Thursday, November 26, 2020

Sermon for 11/25-26/2020: Day of National Thanksgiving

 
Remember and Give Thanks
 
Grace to you and peace from God our Father, and from our Lord and Savior, Jesus Christ. Amen.
 
 
“Thank you” is one of the very first things we learned to say as children, and hopefully one of the first things we teach our children to say. It is the language of being given to, the response to gifts received. Most of us still have that parental reminder ringing in our ears from our youngest days: “‘Now what do you say?’ ‘Thank you.’” God in Scripture teaches us to say “thank you” to Him.

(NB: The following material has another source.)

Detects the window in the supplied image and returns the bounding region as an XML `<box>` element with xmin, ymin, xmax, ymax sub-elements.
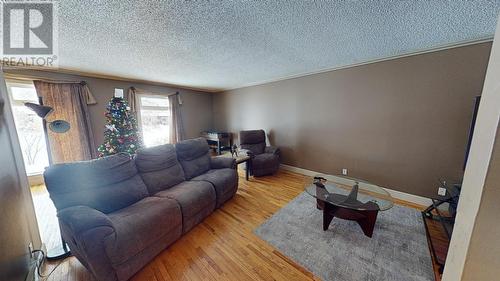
<box><xmin>138</xmin><ymin>95</ymin><xmax>170</xmax><ymax>147</ymax></box>
<box><xmin>7</xmin><ymin>80</ymin><xmax>50</xmax><ymax>175</ymax></box>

The psalms are a veritable cornucopia of praise and thanksgiving: “It is good to give thanks to the LORD, to sing praises to Your name, O Most High.” “Enter His gates with thanksgiving, and His courts with praise! Give thanks to Him, bless His name!” “O give thanks to the LORD, for He is good, for His mercy endures for ever.” “I will give thanks to You, O Lord, among the peoples; I will sing praises to You among the nations.”
 
Our contemporary version of Thanksgiving is much more an exercise in American civil religion with mythological stories of Pilgrims and Indians; a ritual meal of turkey, dressing, cranberries and all the fixings; and a common liturgy supplied by the National Football League or Hallmark, depending on who has the remote.
 
The Church hardly needs to be reminded by Caesar to give thanks to God for His gifts. In the Liturgy we recognize that it is “truly good, right, and salutary that we should at all times and in all places give thanks...” The life of the Christian is life lived in thanksgiving for the gifts received through Jesus Christ.
 
For the Christian, every day is a day of thanksgiving. When we give thanks to God, we are confessing that God is the Giver and that we are at the receiving end of all that He gives. God doesn’t need our thanks; still, we need to thank Him. Thanksgiving is for our benefit, not God’s. It is a reminder that God is our strength, and that it is by the power and might of His merciful hand, and not our hands, that we receive all that we have.
 
At the time that Moses preached the sermon in Deuteronomy, Israel was standing on the threshold of the promised land. The rich land of Canaan was God’s gift to His people, the fulfillment of His promise to Abraham, Isaac, and Jacob. It was a land too good to be true, especially after 40 hard years of wandering in the wilderness. It was a land of brooks of water, of fountains and springs, flowing forth in valleys and hills, a land of wheat and barley, of vines and fig trees and pomegranates, a land of olive trees and honey, a land in which the people would eat bread without scarcity, in which they would lack nothing. “And you shall eat and be full, and you shall bless the Lord your God for the good land He has given you.”
 
God knew the fickle hearts of His people. He knew they would not thank Him. He knew how self-centered the human heart is. So Moses said, “You shall remember the Lord your God, for it is He who gives you power to get wealth.” “Remember.” That’s the key word in Deuteronomy. Remember the God who remembers you. Remember that God is the giver of the gifts. Remember to thank God for His gifts.
 
Thanksgiving, if it is to be thanksgiving to God, begins with our receiving Jesus, the Living Bread, and the gifts He died to give us, such as the forgiveness of sins, eternal life, and salvation. Without these, there can be no thanksgiving to God. Thanksgiving flows out of faith in Jesus Christ; His perfect life of thanksgiving lived in our place; His atoning death on the cross; His victorious resurrection that means our rising from the dead on the Last Day; and our inheritance of eternal blessing.
 
And so we will give thanks to God—today, tomorrow, and every day. We will do it as citizens of our nation, as priests to God that we all are, anointed in Baptism to pray on behalf of our neighbor. We will give thanks for every Word that proceeds from the mouth of God; for the Word made Flesh, our Savior Jesus Christ; for the good land he has given us; and for the new heaven and new earth to come. In the name of the Father and of the Son (†) and of the Holy Spirit. Amen.
 
 
The peace of God which passes all understanding keep your hearts and minds in Christ Jesus always. Amen.